The reporting of data related to external validity is now clearly indicated in the PRISMA statement for reporting systematic reviews and meta-analyses. The PRISMA statement clearly focuses on the need to consider components to frame the question known by the acronym "PICOS" (Patient, Intervention, Comparator group, Outcome, and Study design). Focusing on PICOS, the statement should improve the reporting of external validity. In fact, issues related to PICOS affect several PRISMA items with the need to clearly describe participants, the disease, the setting of care, the intervention, and the comparator.

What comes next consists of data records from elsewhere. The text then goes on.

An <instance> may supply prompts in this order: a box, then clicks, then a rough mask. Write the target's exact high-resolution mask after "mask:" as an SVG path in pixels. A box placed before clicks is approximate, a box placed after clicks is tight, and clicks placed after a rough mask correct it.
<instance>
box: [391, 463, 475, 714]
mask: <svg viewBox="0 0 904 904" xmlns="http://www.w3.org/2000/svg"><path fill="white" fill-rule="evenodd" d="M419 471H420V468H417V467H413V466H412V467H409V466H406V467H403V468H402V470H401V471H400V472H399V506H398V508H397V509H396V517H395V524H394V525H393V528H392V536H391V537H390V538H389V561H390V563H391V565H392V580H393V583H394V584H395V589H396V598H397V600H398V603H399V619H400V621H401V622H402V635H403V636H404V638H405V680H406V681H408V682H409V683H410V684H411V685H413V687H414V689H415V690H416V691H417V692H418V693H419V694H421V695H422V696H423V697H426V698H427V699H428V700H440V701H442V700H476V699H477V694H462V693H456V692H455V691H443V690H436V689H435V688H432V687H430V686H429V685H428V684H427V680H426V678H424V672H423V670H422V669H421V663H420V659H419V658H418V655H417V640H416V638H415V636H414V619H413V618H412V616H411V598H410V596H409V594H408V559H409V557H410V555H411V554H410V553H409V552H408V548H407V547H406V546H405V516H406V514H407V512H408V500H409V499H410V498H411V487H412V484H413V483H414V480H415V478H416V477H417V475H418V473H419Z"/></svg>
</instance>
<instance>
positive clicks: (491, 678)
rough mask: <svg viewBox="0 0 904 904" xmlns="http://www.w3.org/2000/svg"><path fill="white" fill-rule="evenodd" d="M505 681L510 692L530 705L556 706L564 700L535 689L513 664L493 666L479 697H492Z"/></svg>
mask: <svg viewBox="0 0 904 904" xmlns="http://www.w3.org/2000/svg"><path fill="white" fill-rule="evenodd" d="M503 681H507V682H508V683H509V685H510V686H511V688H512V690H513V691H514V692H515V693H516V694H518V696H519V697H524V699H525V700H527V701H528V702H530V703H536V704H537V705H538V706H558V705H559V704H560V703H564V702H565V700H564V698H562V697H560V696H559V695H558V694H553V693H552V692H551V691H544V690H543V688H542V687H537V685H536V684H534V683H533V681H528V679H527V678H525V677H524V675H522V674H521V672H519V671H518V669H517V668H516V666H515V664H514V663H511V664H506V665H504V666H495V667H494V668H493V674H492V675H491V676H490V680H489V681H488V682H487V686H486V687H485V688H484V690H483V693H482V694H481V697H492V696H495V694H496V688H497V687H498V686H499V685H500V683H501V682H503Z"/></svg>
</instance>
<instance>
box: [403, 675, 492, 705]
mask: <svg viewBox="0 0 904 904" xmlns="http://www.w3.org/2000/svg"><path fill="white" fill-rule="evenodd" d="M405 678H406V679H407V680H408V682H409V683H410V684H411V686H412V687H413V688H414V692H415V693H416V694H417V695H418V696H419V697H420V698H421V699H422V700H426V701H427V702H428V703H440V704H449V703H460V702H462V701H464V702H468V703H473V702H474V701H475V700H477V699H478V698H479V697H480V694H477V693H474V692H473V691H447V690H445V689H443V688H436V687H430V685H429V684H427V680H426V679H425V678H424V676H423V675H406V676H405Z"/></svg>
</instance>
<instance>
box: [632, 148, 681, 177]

One explanation for the differences between Cochrane and non-Cochrane reviews could be linked to the space constraints (limited word count, number of tables and figures) requested by some editors but not by publishers of Cochrane Library reports. Further, the question evaluated in Cochrane and non-Cochrane reviews differed in terms of the type of treatment (pharmacologic or nonpharmacologic); for example, about half of the Cochrane reviews evaluated drugs, whereas non-Cochrane reviews more often evaluated nonpharmacological treatments
This study has several limitations. First, we focused on two medical areas, and these results should be confirmed in other medical areas. However, we chose tobacco consumption and HIV infection because they are among the first 5 causes of mortality in the world. Second, currently no consensus exists on how to assess the applicability of study results, we identified the applicability items following a literature review, and the relevance of some items might vary. Third, we did not consider the importance of each item even though it may vary according to context (e.g., assessing pharmacologic treatments or nonpharmacologic treatments). Fourth, during the appraisal process, we assumed that if data were reported in at least one randomized controlled trial included on the systematic review, this data had been gathered systematically in the systematic review. This assumption may have overestimated the reporting. Fifth, we excluded systematic reviews of reports for specific contexts or a specific population, which may have biased our sample of reviews to those widely applicable.
Finally, the screening process and the data collection were performed by only one reviewer. However, a quality assurance procedure was performed.